Brandenburger Tor, einer der frühesten Torbauten des europäischen Klassizismus. Er entstand im 18. Jahrhundert auf dem Areal eines Stadttores als Blickpunkt und westlicher Abschluss der Prachtstraße und neuen städtebaulichen Zentralachse Unter den Linden in Berlin.

Zwischen 1788 und 1791 von Carl Gotthard Langhans nach dem Vorbild der Propyläen, des feierlichen Zugangs zur Akropolis in Athen, errichtet, wurde er von dem Bildhauer Gottfried Schadow mit Reliefs verziert. 1794 wurde es durch die Quadriga (lateinisch: vierspänniger Wagen) vollendet, die nach einem Modell von Schadow entstand. Diese stellt die Siegesgöttin Victoria mit Siegeskranz dar, die von einem vierspännigen Wagen gezogen wird.

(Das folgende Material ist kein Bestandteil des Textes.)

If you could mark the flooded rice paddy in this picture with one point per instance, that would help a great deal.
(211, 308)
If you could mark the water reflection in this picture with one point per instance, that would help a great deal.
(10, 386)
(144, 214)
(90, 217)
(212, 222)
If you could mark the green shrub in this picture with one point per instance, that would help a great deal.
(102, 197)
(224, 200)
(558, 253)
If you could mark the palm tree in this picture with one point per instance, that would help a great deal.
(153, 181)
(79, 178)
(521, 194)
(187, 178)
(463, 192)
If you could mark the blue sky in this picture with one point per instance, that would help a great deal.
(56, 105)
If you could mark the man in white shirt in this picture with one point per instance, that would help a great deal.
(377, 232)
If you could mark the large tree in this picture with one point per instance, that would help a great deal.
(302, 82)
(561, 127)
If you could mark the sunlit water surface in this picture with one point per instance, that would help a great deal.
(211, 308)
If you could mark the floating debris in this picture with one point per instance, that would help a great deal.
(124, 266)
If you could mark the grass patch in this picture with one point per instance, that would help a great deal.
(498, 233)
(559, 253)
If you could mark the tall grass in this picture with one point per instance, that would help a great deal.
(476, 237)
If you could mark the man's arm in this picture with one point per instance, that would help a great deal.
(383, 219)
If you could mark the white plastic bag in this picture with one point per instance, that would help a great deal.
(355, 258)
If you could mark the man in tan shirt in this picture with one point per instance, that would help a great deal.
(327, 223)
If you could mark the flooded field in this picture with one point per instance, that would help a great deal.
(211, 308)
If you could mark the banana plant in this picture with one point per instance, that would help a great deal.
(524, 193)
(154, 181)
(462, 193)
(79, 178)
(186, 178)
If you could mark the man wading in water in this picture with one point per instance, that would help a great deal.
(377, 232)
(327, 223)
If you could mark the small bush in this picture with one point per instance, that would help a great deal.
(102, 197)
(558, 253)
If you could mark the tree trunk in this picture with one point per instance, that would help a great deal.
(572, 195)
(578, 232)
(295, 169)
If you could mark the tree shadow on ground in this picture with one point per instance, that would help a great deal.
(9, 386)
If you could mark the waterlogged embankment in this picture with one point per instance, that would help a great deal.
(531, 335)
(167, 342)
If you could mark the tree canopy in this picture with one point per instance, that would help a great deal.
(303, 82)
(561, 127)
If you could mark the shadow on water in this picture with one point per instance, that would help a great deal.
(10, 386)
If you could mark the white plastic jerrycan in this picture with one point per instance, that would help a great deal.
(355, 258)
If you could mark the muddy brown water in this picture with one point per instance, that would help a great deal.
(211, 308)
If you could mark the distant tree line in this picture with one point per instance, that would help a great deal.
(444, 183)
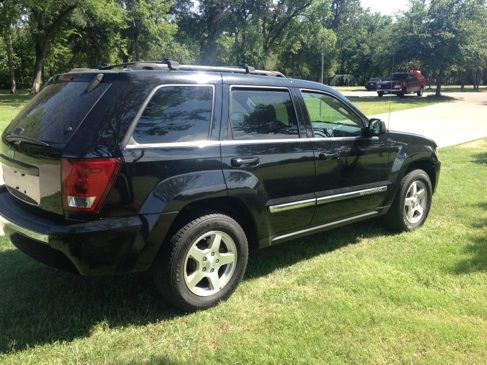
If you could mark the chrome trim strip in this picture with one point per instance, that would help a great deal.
(350, 195)
(231, 142)
(293, 205)
(278, 238)
(24, 231)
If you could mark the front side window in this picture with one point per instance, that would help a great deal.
(176, 114)
(330, 118)
(262, 114)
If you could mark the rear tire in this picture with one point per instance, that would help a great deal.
(412, 202)
(203, 263)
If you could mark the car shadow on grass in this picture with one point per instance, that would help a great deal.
(476, 248)
(480, 158)
(41, 305)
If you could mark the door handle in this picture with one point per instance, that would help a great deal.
(329, 156)
(245, 161)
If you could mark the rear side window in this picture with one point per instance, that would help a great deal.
(263, 114)
(176, 114)
(57, 111)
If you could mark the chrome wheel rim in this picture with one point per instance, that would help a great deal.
(415, 202)
(210, 263)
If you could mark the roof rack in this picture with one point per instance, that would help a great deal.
(173, 66)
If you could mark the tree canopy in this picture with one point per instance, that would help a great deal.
(443, 38)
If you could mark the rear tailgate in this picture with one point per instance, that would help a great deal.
(32, 145)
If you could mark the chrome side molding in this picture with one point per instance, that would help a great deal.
(325, 199)
(327, 225)
(350, 195)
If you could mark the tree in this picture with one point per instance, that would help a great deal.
(149, 31)
(473, 52)
(9, 15)
(45, 19)
(430, 33)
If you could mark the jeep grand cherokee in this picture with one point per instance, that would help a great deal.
(181, 169)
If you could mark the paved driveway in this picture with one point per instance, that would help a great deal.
(448, 123)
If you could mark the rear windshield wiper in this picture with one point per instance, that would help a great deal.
(16, 138)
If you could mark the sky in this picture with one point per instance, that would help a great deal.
(386, 7)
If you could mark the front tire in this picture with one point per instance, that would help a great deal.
(412, 203)
(203, 264)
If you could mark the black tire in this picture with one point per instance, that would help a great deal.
(171, 268)
(399, 217)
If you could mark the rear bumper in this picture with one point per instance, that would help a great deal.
(90, 247)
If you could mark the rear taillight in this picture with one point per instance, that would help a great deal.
(86, 183)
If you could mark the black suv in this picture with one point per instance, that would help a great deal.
(181, 169)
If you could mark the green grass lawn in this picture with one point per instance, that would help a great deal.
(374, 105)
(358, 294)
(10, 106)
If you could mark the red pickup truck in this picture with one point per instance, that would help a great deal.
(403, 83)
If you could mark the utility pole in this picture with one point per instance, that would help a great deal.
(322, 64)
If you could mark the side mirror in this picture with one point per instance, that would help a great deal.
(377, 127)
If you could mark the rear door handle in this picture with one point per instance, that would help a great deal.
(329, 156)
(245, 161)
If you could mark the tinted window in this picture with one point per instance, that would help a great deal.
(57, 111)
(263, 114)
(176, 114)
(330, 118)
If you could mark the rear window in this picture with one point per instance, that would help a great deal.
(57, 111)
(176, 114)
(263, 114)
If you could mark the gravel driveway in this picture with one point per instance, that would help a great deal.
(449, 123)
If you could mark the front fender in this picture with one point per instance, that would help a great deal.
(411, 155)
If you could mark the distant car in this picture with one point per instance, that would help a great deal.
(371, 85)
(403, 83)
(343, 80)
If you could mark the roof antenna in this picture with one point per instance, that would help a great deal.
(172, 65)
(248, 69)
(390, 96)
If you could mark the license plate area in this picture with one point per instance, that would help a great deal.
(23, 181)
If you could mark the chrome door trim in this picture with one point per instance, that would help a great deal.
(293, 205)
(350, 195)
(323, 226)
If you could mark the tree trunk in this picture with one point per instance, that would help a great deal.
(10, 60)
(438, 84)
(40, 54)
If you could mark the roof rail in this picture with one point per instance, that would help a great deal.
(173, 66)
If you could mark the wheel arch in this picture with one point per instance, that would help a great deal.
(427, 166)
(231, 206)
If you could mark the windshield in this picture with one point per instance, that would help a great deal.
(56, 112)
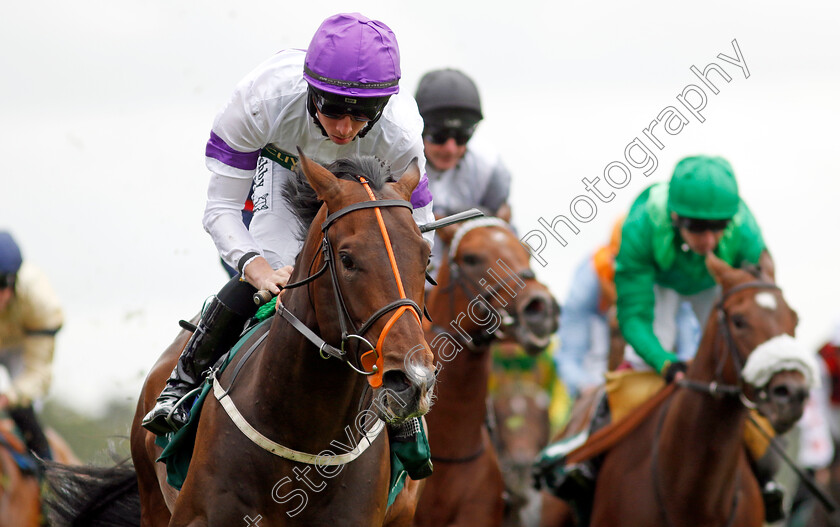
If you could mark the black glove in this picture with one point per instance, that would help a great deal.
(671, 371)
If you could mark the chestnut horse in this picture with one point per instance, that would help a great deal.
(686, 464)
(486, 291)
(362, 266)
(20, 492)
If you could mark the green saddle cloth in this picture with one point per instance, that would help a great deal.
(407, 457)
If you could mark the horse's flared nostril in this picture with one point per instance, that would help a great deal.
(396, 381)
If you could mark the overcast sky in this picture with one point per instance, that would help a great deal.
(106, 107)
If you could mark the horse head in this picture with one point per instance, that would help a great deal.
(376, 259)
(757, 327)
(504, 298)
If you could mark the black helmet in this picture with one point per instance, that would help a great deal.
(447, 94)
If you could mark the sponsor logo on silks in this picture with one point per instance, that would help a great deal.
(284, 159)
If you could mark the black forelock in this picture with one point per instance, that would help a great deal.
(303, 201)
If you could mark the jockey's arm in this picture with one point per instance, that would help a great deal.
(634, 281)
(767, 265)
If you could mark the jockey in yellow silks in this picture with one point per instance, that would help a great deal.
(30, 317)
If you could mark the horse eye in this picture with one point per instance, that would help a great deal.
(739, 321)
(346, 261)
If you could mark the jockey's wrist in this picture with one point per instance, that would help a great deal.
(244, 261)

Das Brandenburger Tor, das sich einst in unmittelbarer Nähe der wichtigsten Verwaltungsbauten und Botschaftsgebäude befand (und im Zuge der Umgestaltung Berlins zur Bundeshauptstadt wieder befinden wird), stand im Laufe seiner Geschichte häufig im Mittelpunkt von Paraden, Aufmärschen und Demonstrationen. Nach dem 2. Weltkrieg gehörte es zum sowjetischen Sektor der Stadt. 1961 nach dem Bau der Berliner Mauer geschlossen, und in deren Sperrbezirk miteinbezogen, galt es lange als Symbol der geteilten Stadt. Nach dem Zusammenbruch der DDR im November 1989 wurde es bereits am 22. Dezember wieder für den Durchgangsverkehr geöffnet und 1990 für die Feierlichkeit anlässlich seines 200-jährigen Bestehens gründlich renoviert.